Chapter 5 reflects on the impact of capitalist greed on education in Turtle Island in general, and what we refer to as “higher education” in particular, with a total corporatization of learning and recolonization of learners through technology and forced indebtedness on learners due to escalating costs of college, while eliminating trained staff and slashing public educational budgets. The decolonizing of educational structures and curricula is asserted at the core of the chapter, with emphasis on the reclamation of Indigenous languages at the heart of transformative curricula. The case of the Yuchi Language Project in Glenpool, Oklahoma, spearheaded by elders and Sushpa (Richard Grounds, who serves on the board of Cultural Survival and is a leading global Indigenous languages and cultures educator), is highlighted. We had the opportunity to spend some time at the Yuchi School in the summer of 2023 with partner, Kim, an elementary school teacher herself. It’s wonderful to see young Yuchie children being taught by elders and other young Yuchie language teachers to speak and know the language, with parents and family fully involved in their children’s education. This is what decolonization is all about: Reclaiming one’s Indigenous ancestral language and being reschooled in one’s ancestral culture so that one can live in harmony with one’s community and live out ancestral knowledge in the present and continue those traditions and languages into all future generations: our great-grandchildren’s great-grandchildren and beyond! This is the hope of the Indigenous peoples and nations, indeed of all peoples of the world, particularly the youth, who desire living in a peaceful and constructive world where sharing and caring are foundational ways of living.
PF: How has Indigenous language reclamation affected you personally? What Indigenous languages do you speak or understand?

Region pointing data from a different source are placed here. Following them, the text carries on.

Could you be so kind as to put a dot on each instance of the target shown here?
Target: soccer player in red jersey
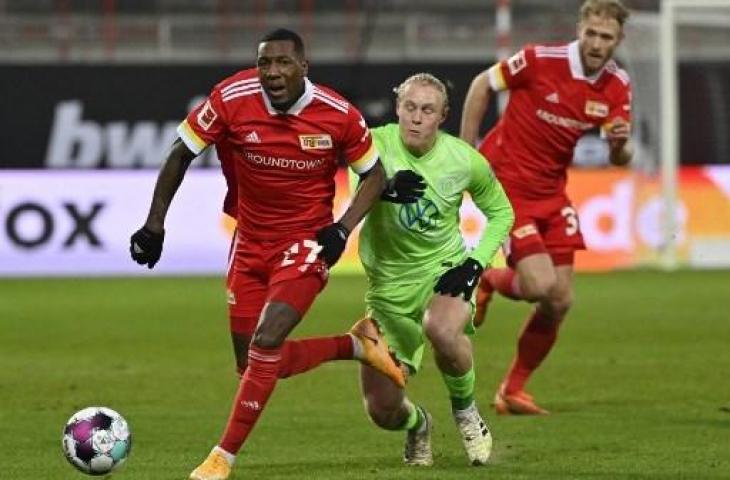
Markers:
(557, 93)
(285, 135)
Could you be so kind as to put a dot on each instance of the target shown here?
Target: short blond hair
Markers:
(423, 78)
(605, 8)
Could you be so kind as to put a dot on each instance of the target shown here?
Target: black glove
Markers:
(332, 239)
(459, 280)
(145, 246)
(406, 186)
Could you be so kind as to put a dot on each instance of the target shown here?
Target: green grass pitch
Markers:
(637, 384)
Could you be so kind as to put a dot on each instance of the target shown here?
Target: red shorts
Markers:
(544, 226)
(263, 271)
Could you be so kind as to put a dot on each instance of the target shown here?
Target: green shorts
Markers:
(399, 310)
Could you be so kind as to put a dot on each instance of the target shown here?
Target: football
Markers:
(96, 440)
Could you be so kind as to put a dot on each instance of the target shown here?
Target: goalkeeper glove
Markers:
(460, 280)
(145, 246)
(406, 186)
(332, 239)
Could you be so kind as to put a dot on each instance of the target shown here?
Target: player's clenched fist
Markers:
(332, 239)
(460, 280)
(145, 246)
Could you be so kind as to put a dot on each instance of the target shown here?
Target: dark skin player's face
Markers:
(281, 72)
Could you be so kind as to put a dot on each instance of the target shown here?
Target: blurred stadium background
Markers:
(92, 92)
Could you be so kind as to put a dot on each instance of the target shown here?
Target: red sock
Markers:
(536, 341)
(504, 280)
(253, 392)
(299, 356)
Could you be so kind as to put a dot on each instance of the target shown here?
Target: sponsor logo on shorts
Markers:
(596, 109)
(286, 163)
(316, 142)
(251, 404)
(525, 231)
(562, 121)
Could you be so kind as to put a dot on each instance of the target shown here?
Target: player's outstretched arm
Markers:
(145, 245)
(475, 106)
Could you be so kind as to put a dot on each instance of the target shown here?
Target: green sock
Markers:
(415, 418)
(461, 389)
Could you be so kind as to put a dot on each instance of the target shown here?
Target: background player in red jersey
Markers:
(285, 135)
(557, 93)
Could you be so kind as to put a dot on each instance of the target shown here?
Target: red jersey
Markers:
(552, 104)
(285, 162)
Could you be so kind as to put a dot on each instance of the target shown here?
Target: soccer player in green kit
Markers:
(421, 277)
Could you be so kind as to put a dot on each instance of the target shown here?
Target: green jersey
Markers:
(404, 243)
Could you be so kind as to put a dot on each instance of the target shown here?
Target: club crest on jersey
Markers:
(596, 109)
(321, 141)
(517, 62)
(206, 116)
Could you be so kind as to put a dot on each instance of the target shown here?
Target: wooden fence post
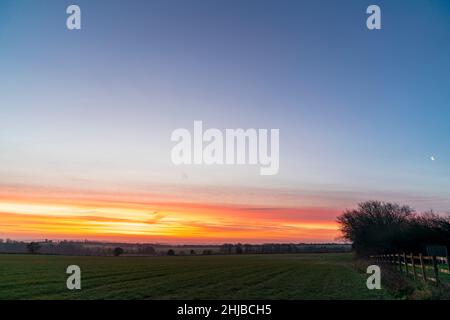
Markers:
(406, 263)
(436, 271)
(414, 266)
(424, 274)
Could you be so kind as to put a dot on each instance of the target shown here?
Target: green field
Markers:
(293, 276)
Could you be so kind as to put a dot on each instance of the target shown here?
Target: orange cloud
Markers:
(39, 213)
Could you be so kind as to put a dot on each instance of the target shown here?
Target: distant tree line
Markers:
(240, 248)
(381, 227)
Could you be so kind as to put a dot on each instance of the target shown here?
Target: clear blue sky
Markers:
(360, 112)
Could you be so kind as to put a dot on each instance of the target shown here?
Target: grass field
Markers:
(296, 276)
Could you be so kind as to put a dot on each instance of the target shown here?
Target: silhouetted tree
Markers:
(381, 227)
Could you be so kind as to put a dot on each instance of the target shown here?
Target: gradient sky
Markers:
(86, 116)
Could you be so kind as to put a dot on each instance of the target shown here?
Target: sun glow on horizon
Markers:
(168, 221)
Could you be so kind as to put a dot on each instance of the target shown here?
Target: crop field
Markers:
(282, 276)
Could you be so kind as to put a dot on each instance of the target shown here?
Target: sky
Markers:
(86, 116)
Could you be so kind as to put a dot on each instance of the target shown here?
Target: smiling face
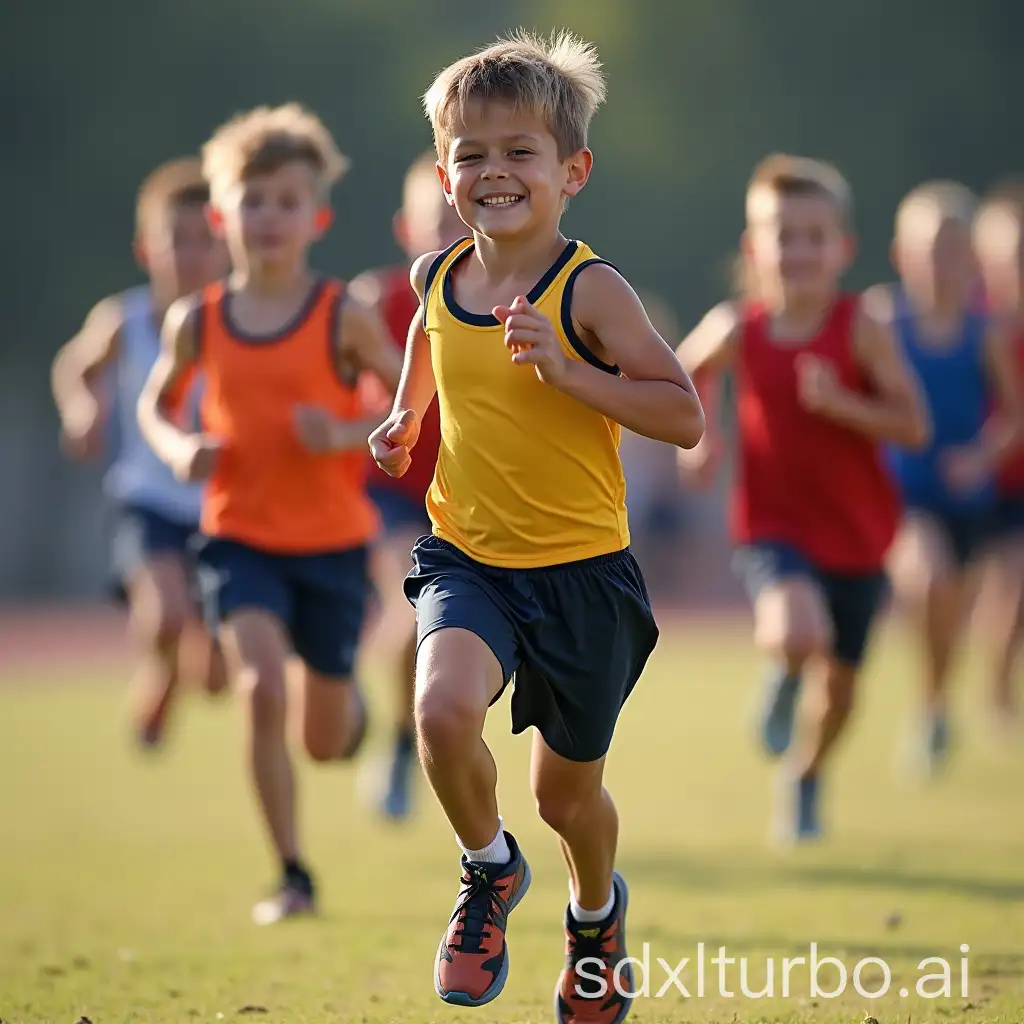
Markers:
(504, 175)
(797, 246)
(271, 218)
(998, 241)
(933, 254)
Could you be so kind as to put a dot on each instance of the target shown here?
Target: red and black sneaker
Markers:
(590, 989)
(472, 961)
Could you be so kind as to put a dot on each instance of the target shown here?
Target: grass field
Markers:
(126, 883)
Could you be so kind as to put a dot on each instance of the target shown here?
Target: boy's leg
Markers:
(853, 606)
(330, 609)
(792, 626)
(589, 633)
(1001, 608)
(150, 556)
(467, 653)
(246, 592)
(928, 570)
(404, 524)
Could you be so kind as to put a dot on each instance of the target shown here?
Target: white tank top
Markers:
(137, 475)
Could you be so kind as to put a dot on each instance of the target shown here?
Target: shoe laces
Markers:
(479, 903)
(589, 943)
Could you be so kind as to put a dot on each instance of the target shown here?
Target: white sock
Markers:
(496, 852)
(590, 916)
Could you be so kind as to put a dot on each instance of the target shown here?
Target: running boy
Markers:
(540, 352)
(961, 356)
(819, 383)
(425, 223)
(286, 518)
(998, 239)
(156, 514)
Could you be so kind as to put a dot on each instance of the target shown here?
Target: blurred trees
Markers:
(894, 91)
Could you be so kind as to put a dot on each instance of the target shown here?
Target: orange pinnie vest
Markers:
(266, 489)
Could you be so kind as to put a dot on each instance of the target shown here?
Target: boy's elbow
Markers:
(691, 426)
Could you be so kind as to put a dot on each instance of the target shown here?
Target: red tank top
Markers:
(1010, 479)
(266, 488)
(804, 480)
(398, 305)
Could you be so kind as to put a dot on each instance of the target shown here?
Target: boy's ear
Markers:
(215, 219)
(445, 184)
(325, 218)
(894, 257)
(580, 166)
(141, 257)
(399, 230)
(852, 248)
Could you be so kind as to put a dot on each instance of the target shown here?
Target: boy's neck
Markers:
(503, 259)
(162, 298)
(940, 315)
(800, 320)
(271, 281)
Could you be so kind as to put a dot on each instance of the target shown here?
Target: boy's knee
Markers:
(323, 748)
(263, 684)
(160, 620)
(559, 809)
(840, 693)
(797, 643)
(444, 719)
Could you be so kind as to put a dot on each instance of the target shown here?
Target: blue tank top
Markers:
(137, 475)
(956, 389)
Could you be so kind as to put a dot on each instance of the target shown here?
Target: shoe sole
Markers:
(456, 998)
(627, 975)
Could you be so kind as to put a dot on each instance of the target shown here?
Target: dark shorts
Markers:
(321, 598)
(1008, 518)
(139, 535)
(853, 599)
(398, 511)
(576, 637)
(966, 532)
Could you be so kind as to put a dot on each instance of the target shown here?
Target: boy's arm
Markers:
(190, 456)
(897, 412)
(76, 368)
(653, 396)
(364, 339)
(1005, 431)
(392, 441)
(417, 387)
(708, 352)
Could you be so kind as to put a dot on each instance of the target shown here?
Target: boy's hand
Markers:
(699, 464)
(966, 468)
(315, 428)
(531, 339)
(81, 429)
(392, 441)
(197, 459)
(817, 384)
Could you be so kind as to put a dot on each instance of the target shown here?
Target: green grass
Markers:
(126, 883)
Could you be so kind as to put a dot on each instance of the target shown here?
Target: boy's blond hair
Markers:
(782, 174)
(950, 201)
(262, 140)
(558, 80)
(177, 182)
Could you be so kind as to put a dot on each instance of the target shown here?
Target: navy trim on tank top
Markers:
(488, 320)
(566, 317)
(435, 265)
(333, 323)
(305, 310)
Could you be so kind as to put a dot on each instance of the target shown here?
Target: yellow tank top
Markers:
(526, 476)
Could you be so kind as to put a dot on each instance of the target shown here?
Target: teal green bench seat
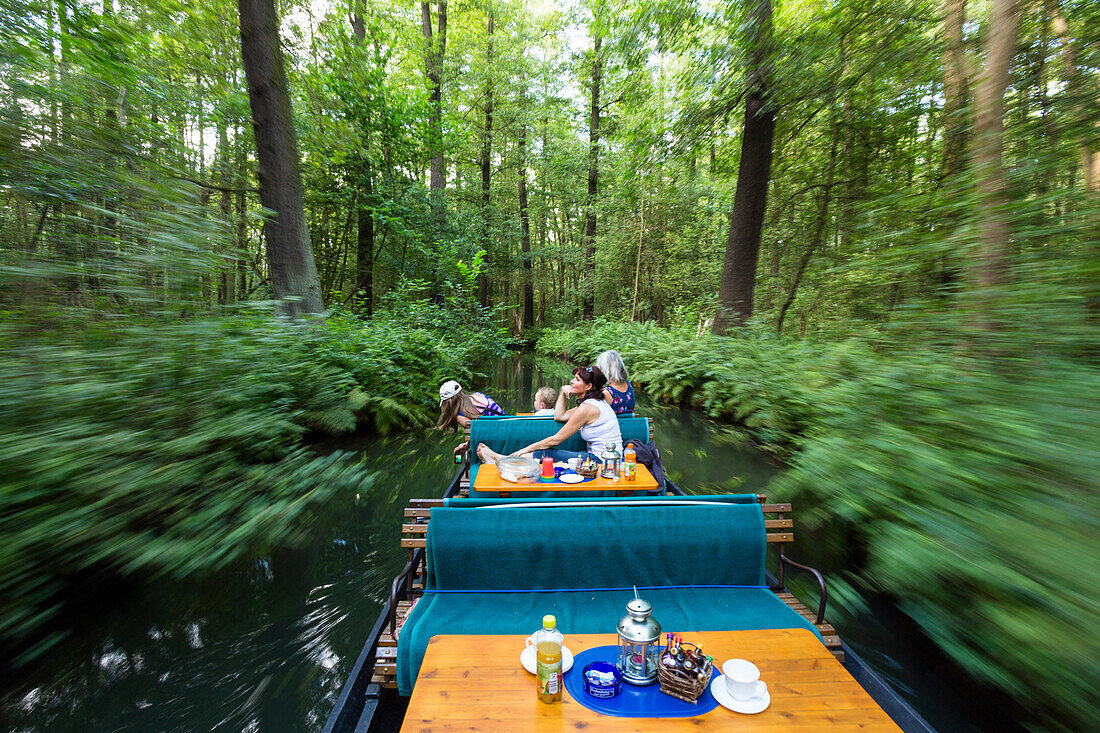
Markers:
(499, 569)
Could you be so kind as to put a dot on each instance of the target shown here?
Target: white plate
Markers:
(750, 707)
(527, 658)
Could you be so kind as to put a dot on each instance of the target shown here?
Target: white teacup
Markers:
(743, 679)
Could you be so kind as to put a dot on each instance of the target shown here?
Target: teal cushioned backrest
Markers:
(523, 547)
(488, 501)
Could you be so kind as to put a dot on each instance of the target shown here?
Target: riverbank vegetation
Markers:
(138, 445)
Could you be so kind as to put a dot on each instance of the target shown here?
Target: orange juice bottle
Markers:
(548, 660)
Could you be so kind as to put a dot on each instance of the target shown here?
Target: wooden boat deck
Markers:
(778, 525)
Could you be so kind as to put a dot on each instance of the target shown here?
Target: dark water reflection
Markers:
(266, 645)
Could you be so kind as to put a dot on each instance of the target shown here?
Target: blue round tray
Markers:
(631, 701)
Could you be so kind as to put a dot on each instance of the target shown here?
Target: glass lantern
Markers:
(609, 461)
(639, 643)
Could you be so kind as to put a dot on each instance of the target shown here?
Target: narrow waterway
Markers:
(266, 645)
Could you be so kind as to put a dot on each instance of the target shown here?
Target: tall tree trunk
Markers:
(226, 291)
(486, 166)
(433, 54)
(955, 89)
(364, 216)
(989, 259)
(750, 199)
(590, 230)
(818, 237)
(641, 231)
(525, 225)
(289, 256)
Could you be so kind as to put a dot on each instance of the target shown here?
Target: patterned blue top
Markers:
(622, 402)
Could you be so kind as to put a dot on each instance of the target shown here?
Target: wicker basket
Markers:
(589, 471)
(684, 686)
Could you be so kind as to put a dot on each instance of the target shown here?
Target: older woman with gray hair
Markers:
(619, 392)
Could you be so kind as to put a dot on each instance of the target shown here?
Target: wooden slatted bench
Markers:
(778, 525)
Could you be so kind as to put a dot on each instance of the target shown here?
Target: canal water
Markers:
(266, 645)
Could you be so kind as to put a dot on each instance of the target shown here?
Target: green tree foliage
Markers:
(972, 488)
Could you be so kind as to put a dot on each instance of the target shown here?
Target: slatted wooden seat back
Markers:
(464, 491)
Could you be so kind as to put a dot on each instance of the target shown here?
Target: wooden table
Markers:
(488, 479)
(476, 684)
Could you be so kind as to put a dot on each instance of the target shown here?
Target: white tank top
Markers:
(603, 430)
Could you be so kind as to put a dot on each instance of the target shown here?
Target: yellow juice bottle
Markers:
(548, 660)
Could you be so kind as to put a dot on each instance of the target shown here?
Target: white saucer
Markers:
(527, 658)
(749, 707)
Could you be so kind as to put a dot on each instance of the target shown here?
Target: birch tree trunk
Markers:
(590, 230)
(989, 258)
(955, 89)
(750, 199)
(289, 255)
(435, 48)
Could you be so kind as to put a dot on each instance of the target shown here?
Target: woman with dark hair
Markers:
(592, 417)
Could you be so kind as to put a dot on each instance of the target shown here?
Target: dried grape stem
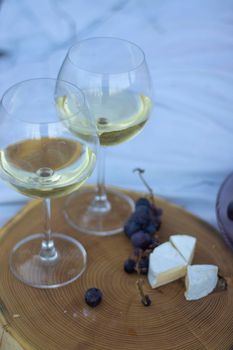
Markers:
(140, 172)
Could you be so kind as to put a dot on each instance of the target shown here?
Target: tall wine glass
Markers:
(114, 77)
(43, 155)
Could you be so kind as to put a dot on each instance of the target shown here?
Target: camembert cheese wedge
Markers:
(200, 281)
(185, 245)
(165, 265)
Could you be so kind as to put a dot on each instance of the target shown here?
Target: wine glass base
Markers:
(27, 265)
(80, 214)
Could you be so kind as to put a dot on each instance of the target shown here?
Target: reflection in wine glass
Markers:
(114, 77)
(41, 157)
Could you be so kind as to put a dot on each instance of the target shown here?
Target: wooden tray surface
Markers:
(60, 320)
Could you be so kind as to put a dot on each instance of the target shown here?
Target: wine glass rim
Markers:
(111, 38)
(40, 122)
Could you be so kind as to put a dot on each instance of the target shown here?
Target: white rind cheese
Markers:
(185, 245)
(200, 281)
(165, 265)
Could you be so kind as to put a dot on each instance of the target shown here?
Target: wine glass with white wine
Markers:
(114, 77)
(43, 155)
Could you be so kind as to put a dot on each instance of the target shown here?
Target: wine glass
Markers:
(44, 156)
(114, 77)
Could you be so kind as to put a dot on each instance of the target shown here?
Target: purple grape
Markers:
(143, 201)
(131, 227)
(141, 240)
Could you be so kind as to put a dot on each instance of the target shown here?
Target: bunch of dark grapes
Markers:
(141, 229)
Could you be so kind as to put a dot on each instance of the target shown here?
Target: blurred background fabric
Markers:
(186, 146)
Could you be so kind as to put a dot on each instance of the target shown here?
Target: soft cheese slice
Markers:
(165, 265)
(185, 245)
(200, 281)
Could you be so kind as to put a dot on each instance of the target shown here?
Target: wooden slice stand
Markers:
(59, 319)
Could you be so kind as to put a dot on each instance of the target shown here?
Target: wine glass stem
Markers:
(101, 203)
(48, 251)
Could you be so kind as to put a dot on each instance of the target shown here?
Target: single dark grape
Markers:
(93, 297)
(230, 210)
(131, 227)
(142, 216)
(143, 265)
(146, 301)
(129, 265)
(156, 211)
(141, 240)
(143, 201)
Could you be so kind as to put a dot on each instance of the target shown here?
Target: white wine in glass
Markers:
(41, 157)
(114, 77)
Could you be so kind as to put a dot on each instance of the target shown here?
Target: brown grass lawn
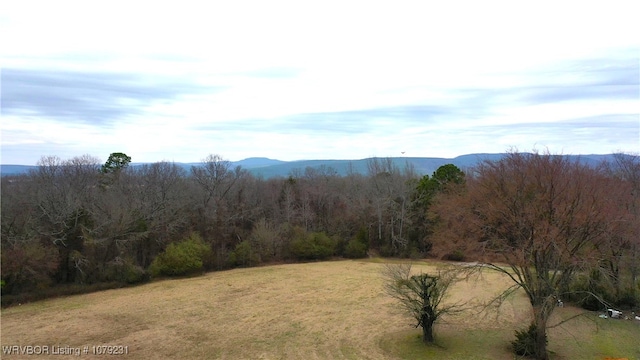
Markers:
(324, 310)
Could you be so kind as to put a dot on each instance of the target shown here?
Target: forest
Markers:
(77, 225)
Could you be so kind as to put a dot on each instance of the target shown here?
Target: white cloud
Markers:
(268, 65)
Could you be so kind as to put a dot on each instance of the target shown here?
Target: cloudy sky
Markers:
(292, 80)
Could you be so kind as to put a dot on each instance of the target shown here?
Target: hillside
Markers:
(268, 168)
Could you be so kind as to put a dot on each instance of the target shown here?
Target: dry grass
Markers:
(327, 310)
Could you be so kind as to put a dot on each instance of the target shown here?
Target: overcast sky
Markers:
(292, 80)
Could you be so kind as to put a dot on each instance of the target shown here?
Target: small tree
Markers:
(420, 295)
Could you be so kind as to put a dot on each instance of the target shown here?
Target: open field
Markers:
(324, 310)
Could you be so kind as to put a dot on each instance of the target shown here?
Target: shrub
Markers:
(183, 258)
(313, 246)
(456, 255)
(524, 344)
(244, 255)
(583, 287)
(125, 271)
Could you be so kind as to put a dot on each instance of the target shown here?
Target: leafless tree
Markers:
(540, 214)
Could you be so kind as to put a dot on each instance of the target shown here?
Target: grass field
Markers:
(324, 310)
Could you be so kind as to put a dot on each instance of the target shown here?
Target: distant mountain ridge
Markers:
(268, 168)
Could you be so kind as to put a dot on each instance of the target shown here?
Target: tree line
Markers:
(77, 221)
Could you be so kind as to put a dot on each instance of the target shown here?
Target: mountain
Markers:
(268, 168)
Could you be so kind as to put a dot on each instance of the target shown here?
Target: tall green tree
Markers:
(116, 163)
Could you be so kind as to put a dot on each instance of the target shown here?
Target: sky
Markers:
(293, 80)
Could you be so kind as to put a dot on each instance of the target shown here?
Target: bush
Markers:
(125, 271)
(524, 344)
(456, 255)
(313, 246)
(582, 288)
(244, 255)
(184, 258)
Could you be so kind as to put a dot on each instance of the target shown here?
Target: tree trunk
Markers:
(540, 318)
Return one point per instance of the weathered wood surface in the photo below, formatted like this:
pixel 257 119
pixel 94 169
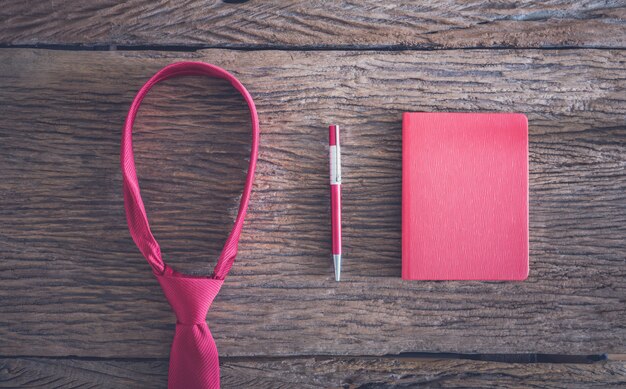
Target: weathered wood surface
pixel 424 24
pixel 73 283
pixel 316 373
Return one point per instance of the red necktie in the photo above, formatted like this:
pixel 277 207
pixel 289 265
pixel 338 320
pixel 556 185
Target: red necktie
pixel 194 361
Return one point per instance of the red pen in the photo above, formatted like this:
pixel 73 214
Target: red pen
pixel 335 196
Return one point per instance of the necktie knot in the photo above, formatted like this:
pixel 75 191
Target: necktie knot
pixel 190 297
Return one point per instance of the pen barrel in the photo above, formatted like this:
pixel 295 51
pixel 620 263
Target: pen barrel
pixel 335 215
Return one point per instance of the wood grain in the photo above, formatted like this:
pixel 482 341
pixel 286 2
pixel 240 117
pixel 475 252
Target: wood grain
pixel 318 23
pixel 321 372
pixel 73 283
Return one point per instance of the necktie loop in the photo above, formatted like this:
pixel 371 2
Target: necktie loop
pixel 194 362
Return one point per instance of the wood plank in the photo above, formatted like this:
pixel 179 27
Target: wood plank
pixel 321 372
pixel 300 23
pixel 73 283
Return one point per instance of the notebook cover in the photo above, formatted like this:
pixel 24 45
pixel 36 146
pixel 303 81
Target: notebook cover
pixel 464 196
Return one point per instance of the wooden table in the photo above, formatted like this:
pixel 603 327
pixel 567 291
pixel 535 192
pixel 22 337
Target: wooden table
pixel 78 304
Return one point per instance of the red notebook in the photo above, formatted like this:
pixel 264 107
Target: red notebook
pixel 464 196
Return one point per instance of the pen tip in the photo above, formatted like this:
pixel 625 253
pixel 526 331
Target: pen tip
pixel 337 261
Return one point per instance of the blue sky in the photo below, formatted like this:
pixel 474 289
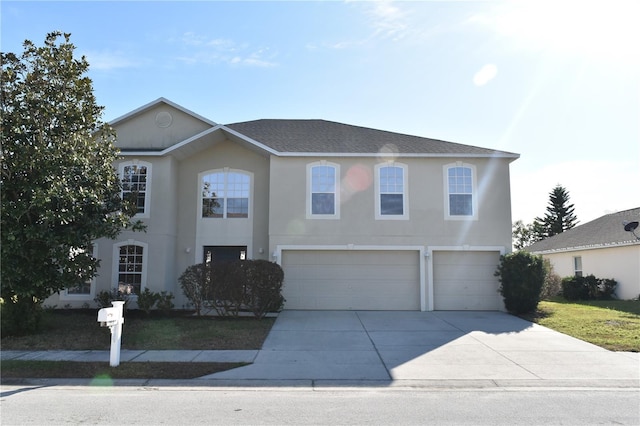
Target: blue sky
pixel 556 81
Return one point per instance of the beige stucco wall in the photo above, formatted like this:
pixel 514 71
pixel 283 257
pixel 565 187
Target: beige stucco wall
pixel 619 263
pixel 141 131
pixel 195 232
pixel 426 225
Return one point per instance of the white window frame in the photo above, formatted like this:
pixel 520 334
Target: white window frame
pixel 577 266
pixel 405 192
pixel 65 295
pixel 147 192
pixel 116 263
pixel 336 198
pixel 225 171
pixel 474 192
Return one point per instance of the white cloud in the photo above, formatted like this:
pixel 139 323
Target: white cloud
pixel 108 60
pixel 596 188
pixel 485 74
pixel 388 20
pixel 200 49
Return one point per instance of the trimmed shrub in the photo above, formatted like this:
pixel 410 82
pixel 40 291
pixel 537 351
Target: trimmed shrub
pixel 165 303
pixel 263 287
pixel 521 277
pixel 228 287
pixel 195 282
pixel 588 288
pixel 236 286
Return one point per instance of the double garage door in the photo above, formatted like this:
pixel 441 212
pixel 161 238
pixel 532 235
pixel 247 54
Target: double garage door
pixel 351 279
pixel 387 280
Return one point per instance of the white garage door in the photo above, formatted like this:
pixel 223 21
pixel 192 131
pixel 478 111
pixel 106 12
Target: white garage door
pixel 463 280
pixel 350 279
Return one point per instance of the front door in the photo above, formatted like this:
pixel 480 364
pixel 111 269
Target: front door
pixel 222 253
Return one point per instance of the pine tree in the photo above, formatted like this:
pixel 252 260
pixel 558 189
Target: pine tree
pixel 560 215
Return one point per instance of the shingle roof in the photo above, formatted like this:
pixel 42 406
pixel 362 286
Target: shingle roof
pixel 605 231
pixel 321 136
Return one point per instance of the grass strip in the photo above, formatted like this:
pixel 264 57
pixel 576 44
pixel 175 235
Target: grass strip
pixel 102 372
pixel 611 324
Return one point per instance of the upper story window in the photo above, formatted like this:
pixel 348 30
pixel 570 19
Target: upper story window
pixel 130 262
pixel 225 194
pixel 136 180
pixel 323 190
pixel 460 191
pixel 391 191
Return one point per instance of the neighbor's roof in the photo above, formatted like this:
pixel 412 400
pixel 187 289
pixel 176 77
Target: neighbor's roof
pixel 606 231
pixel 321 136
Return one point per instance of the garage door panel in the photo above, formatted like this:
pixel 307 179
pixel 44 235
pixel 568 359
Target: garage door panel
pixel 464 280
pixel 351 280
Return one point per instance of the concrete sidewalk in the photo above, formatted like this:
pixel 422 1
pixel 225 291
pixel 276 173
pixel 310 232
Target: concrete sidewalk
pixel 134 356
pixel 415 349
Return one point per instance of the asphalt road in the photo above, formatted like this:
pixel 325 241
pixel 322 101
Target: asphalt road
pixel 28 405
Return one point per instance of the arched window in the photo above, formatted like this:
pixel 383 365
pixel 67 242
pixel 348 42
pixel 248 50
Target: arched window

JK: Reclaiming our ancestral Nguni languages—isiZulu and isiXhosa—connects us to ancestral teachings and wisdom. These languages hold profound philosophies, such as Kusinwa Kudedelwana: “Dancers dance and give way to others; life is a stage and people come and go.” It teaches humility and impermanence. Colonization attempted to erase these languages, but reclaiming them restores wholeness and empowers future generations. It is a lifelong calling.
PF: Do you foresee Indigenous land restoration happening in our lifetime?
JK: Land restoration is difficult and long-term. The Earth Mother is indomitable; She ultimately prevails. She grieves over all stolen Indigenous lands—Turtle Island, Africa, the Pacific, the Caribbean, West Asia, and everywhere colonization has taken root. Will full restoration happen in our lifetime? Perhaps not. But the movement is growing. A re-spiritualized, decolonized Earth is possible if we defend the Earth Mother and support Indigenous leadership steering humanity back to balance.
PF: Are there any final thoughts you’d like to share?
JK: “No matter where you stand on the Earth, you’re home.” We are all relatives—humans, animals, birds, insects, oceans, mountains, trees, rocks. We belong to the Earth Mother. We must reclaim Indigenous languages, honor our ancestors, and work toward a world where all life can thrive with dignity, harmony, and hope.
Ajo! Busis’! (Blessings!)
--Phoebe Farris (Powhatan-Pamunkey descent) is Contributing Arts Editor for the Cultural Survival Quarterly magazine. An art critic, curator, author, and photographer, she has written extensively on Indigenous visual, literary, and performing arts for over two decades. Farris is also a Professor Emerita of Art and Design at Purdue University and has curated and contributed to exhibitions highlighting Native and global Indigenous artists. Her work bridges scholarship, creative practice, and advocacy, amplifying Indigenous voices in contemporary art and media.